Are cryptocurrencies securities?
One of the areas that has come under scrutiny with the new regulations is the very nature of cryptocurrencies. The Securities and Exchange Commission (SEC), which regulates the work of cryptocurrency exchanges, does not consider cryptocurrencies to be legal tender. Instead, it treats them like securities, like bonds or stocks.
Opponents of this approach view cryptocurrencies as commodities because they are used to store value and facilitate trade. If cryptocurrencies were treated like securities, exchanges would not be able to continue providing their services as they are not set up to operate in this industry.
Lawsuits
Due to the new regulations, the SEC has already filed lawsuits against several cryptocurrency exchanges. The largest exchanges, Binance and Coinbase, have already been subject to legal action. Some cryptocurrency exchanges have said publicly that they expect lawsuits to be filed against them as well.
The SEC said he violated the law by operating without the right to trade securities. The question concerns the definition of cryptocurrencies. Since most exchanges allow their users to purchase many different cryptocurrencies and use one currency to purchase another, governments will view this action as a purchase of securities rather than an exchange of one currency for another.
Leave the United States
Some cryptocurrency exchanges have already decided to leave the United States due to these political changes. They are moving to the EU or, in some cases, to Saudi Arabia or Hong Kong to find new markets and away from the United States and its regulators.
Just a few days ago, Robinhood, the California-based investment app, purchased a European cryptocurrency exchange, Bitstamp, to move its business to Europe. The purchase was worth about $200 million and included folding Bitstamp into Robinhood services.
Effect on the markets
The increased scrutiny also has a negative impact on the markets. Since investors cannot be sure whether they can use cryptocurrency exchanges, they may be less inclined to trade. It can lead to declines in value, at least to some extent. Uncertainty is usually the worst quality for a cryptocurrency market.
Broadly speaking, the cryptocurrency market is doing well, especially now that traditional financial institutions are entering it. However, rumors about upcoming changes in regulations are also widely spread and will increase as laws make their way through the courts and some cryptocurrency exchanges leave the United States.
Increase in costs
The new regulations will impose new costs on cryptocurrency exchanges. Most of these concern user security and privacy. Measures taken by governments are similar to those used to prevent money laundering and some may include “Know Your Customer” laws.
Exchanges that must comply with these laws are likely to pass these costs on to users and investors. In the long term, this will make cryptocurrency trading a little less accessible.
Market access and geographic restrictions
When cryptocurrencies first arrived on the financial scene, one of their most significant advantages was the ability to transact no matter where you were. Cryptocurrencies do not rely on central authority, allowing users from countries with strict regulations to make online payments without detection.

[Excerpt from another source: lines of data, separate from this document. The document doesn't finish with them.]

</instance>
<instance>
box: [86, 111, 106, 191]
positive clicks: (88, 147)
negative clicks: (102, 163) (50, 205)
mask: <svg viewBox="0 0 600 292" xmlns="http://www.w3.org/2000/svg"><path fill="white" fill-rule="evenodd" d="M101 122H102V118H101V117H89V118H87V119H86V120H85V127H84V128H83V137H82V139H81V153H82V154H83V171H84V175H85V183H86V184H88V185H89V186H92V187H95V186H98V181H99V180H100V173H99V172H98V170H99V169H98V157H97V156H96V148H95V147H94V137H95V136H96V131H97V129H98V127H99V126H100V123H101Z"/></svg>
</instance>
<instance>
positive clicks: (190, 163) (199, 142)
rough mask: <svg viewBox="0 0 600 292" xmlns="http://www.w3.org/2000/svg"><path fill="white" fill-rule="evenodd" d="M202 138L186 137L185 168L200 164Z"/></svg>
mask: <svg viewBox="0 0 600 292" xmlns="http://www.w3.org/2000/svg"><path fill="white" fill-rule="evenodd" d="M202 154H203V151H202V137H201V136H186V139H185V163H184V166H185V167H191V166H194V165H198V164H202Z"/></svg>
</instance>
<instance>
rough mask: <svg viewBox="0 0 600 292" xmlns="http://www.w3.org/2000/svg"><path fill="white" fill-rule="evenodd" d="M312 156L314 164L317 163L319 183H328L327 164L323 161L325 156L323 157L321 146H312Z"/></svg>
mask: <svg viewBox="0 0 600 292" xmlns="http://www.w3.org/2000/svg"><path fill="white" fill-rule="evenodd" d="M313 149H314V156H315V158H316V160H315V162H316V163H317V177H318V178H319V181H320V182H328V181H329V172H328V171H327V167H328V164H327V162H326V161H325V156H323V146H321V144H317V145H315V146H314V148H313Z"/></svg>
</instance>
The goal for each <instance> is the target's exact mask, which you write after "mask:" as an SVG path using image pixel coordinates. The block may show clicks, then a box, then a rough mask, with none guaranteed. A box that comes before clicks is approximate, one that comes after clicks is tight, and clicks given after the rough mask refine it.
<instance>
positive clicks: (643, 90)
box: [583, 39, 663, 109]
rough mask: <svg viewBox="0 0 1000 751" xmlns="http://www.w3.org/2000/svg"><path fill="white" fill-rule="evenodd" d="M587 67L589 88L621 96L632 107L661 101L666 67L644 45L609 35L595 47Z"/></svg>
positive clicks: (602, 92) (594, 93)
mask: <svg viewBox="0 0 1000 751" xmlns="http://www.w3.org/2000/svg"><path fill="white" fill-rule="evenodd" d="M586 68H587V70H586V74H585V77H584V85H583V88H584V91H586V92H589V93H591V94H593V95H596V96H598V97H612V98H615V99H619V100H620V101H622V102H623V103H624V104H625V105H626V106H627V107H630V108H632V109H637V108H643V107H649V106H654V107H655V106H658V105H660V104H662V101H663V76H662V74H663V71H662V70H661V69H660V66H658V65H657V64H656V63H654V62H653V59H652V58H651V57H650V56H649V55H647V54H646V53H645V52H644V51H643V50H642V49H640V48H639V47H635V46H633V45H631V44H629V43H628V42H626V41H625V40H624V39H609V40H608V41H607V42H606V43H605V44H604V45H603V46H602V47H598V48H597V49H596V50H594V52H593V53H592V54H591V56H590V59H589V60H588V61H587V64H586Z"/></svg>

Market access will suffer if countries set different regulations based on their political and cultural differences. At this point, it appears that the EU and Asian markets will be more liberal when it comes to cryptocurrency exchange regulations, while the US is set to be conservative and restrictive.
Increased regulatory efforts are affecting cryptocurrency exchanges mostly in a negative way. Now that cryptocurrencies will be widely used, markets will have to adapt to stricter rules. In the long and medium term, this means that trading could become more expensive and a little less accessible.